Wait, why do we care about the JVM?? This whole article appears to address concerns that, while fundamental to programming, are also fundamentally irrelevant to shipping products.
Well, to be fair, it's more like there are two (or so) good cross platform ones at the moment, but there isn't one so popular to be de facto. And there isn't one that is standard.
Besides, the most popular packaging and distribution systems for native code might still be the popular Linux distros. Packaging and distributing precompiled binaries with native ABIs (not targeting interpreters or runtimes) is much more complicated. Folks have decided to value other things than portability of packages for now. That could change in the future.
The biggest impact of the 5 years for working developers has probably been:
* Streaming API and lambdas allowing usual `map`/`filter`/`reduce` transformation pipelines line many other languages (lazy, unlike JS's `Array` methods, parallelism considered via "spliterators" unlike Python).
* Default methods in interfaces, _not_ making them traits, but arguably more "trait-like". It allowed them to add many useful methods onto existing types without needing bifurcate the common APIs.
* A REPL. Probably not a big deal for a professional developer, who likely uses IntelliJ's "Evaluate Expression" feature already for a similar feature, but pretty useful for education I guess.
* Better at being stuffed inside Docker containers with resource limits. Also, max permgen space no longer a problem really (it's where you had to set an upper memory limit when invoking Java programs, which was annoying). Just generally less annoying at being deployed in modern infrasructures.
* APIs like `File.lines` that mean you don't need to recite War and Peace just to do a buffered operation across lines in a file. Generally more ergonomic APIs that finally make basic operations sane.
* Type inference with `var`. Basically the same as C#'s `var` or Go's `:=`.
* More native executable-producing tooling. jlink, jpackager, etc. The dream of ubiquitous, shared Java runtimes installed everywhere didn't really work out, and they seem to have realised that.

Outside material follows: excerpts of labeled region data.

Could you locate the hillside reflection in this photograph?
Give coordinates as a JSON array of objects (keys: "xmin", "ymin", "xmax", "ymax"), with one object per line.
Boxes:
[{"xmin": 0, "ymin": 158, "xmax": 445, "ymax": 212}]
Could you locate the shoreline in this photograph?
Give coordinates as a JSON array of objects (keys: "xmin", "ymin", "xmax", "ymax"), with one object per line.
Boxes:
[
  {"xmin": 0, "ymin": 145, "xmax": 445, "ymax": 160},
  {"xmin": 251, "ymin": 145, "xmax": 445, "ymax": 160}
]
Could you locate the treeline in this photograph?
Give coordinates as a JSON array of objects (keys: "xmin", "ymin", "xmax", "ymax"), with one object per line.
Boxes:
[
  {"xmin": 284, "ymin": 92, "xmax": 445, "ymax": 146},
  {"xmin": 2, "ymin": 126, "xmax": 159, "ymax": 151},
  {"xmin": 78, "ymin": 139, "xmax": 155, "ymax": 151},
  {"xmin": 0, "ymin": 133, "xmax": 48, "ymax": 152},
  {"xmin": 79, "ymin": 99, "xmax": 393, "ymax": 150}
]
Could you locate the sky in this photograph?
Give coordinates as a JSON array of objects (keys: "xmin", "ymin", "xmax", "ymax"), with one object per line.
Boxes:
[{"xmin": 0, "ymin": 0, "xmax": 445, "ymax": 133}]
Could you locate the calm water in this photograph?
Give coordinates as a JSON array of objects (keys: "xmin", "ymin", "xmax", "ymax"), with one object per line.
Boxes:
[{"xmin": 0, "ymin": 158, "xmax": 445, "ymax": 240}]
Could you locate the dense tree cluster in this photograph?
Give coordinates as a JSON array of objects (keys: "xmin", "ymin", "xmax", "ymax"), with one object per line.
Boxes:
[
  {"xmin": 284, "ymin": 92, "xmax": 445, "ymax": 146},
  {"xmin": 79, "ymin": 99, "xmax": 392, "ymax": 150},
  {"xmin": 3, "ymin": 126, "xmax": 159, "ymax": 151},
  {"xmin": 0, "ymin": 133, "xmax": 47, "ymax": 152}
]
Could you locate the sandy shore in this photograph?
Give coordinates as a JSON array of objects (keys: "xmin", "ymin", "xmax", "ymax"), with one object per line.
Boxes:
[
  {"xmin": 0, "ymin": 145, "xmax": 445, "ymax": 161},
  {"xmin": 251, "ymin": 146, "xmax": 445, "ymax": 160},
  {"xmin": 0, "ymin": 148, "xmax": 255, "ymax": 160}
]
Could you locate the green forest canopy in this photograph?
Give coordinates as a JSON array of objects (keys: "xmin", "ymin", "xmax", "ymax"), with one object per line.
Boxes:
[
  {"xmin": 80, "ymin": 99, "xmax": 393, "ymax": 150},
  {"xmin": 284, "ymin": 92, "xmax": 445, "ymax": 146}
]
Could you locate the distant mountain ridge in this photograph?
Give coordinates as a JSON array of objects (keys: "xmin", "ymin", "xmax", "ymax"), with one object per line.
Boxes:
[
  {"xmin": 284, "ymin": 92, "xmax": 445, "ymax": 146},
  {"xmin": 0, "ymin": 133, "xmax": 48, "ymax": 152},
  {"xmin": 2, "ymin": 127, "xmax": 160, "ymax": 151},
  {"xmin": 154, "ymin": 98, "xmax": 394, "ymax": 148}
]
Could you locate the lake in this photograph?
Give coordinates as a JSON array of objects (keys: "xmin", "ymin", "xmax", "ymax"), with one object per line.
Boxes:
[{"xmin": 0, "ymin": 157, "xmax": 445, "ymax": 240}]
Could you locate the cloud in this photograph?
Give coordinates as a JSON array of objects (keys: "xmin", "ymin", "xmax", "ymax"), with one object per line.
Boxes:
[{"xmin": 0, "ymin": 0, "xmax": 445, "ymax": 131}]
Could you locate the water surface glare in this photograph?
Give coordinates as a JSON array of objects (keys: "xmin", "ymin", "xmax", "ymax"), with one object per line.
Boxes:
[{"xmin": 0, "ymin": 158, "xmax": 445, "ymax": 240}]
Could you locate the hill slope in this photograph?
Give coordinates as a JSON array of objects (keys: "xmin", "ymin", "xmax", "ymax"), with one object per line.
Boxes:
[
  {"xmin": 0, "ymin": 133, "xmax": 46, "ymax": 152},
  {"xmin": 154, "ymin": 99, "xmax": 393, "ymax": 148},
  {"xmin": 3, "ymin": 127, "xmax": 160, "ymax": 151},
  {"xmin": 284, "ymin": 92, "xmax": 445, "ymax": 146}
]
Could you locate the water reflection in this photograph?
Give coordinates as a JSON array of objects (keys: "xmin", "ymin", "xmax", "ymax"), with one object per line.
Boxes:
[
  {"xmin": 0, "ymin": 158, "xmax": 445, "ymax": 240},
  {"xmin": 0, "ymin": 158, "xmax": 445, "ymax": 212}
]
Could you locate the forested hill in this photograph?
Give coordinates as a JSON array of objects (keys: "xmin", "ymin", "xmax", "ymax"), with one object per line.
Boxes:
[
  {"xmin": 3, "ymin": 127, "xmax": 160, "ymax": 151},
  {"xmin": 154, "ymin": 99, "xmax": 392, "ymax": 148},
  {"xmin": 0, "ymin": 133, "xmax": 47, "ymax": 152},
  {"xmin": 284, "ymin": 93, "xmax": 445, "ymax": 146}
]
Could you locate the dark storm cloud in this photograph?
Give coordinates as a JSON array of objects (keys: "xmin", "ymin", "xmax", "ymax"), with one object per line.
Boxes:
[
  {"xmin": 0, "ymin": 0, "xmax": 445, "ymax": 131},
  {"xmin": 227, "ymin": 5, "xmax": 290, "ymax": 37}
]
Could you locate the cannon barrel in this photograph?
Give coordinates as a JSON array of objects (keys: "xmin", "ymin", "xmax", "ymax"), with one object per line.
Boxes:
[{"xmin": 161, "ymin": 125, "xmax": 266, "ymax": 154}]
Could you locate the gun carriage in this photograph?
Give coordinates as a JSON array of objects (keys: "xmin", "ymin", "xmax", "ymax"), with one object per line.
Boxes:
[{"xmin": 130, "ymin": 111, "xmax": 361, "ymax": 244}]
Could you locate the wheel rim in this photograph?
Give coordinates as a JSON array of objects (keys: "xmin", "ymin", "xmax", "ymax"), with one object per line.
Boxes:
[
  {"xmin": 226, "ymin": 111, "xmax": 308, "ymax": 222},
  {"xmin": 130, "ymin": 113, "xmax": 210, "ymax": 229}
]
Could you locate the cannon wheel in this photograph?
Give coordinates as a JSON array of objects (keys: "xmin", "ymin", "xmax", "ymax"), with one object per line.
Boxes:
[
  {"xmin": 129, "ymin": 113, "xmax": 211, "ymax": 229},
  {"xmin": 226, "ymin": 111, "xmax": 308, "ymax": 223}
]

* Ecosystem moving away from XML. Still there, just less common. Runtime annotations are used more heavily, which I'm honestly not sure is a massive improvement. Hopefully more lambda-heavy APIs will reduce use of runtime annotations; see Spring WebFlux's functional handlers for annotation-based controllers for a comparison.
There's a lot more, but I'd argue it won't be as immediately visible for the working developer more than those points. Modules were important for the ecosystem, but most devs probably aren't worrying about that day-to-day. Gradle and Maven still dominate the building/packaging side.
But even faster is just looking through the release notes for the major versions.
There is really no good excuse. Many developers have abandoned java due to the glacial progress with both the language and the VM. It is legacy now.
The main benefit (IMO) of Vahala would be for other JVM languages (such as Kotlin) to make the implementation of value types more efficient.
(I use both CLR and JVM in my work, but is clear to me that the CLR is superior on many fronts).
Not being sarcastic.
https://github.com/Kotlin/KEEP/pull/87
If if that does not succeed, the Arrow folks are working on a meta compiler (think template Haskell but with IDE support) that should get you HKTs and union types.
https://github.com/arrow-kt/arrow-meta
Regardless, something quite close to HKTs is available today via type level defunctionalisation. Just look at the Arrow docs
I would much rather some native syntax like K<T> where K is some generic though.
Does this mean that the value of these additions are partially diminished because of spectre and meltdown vulnerability fixes?
This is nothing to do with specular execution.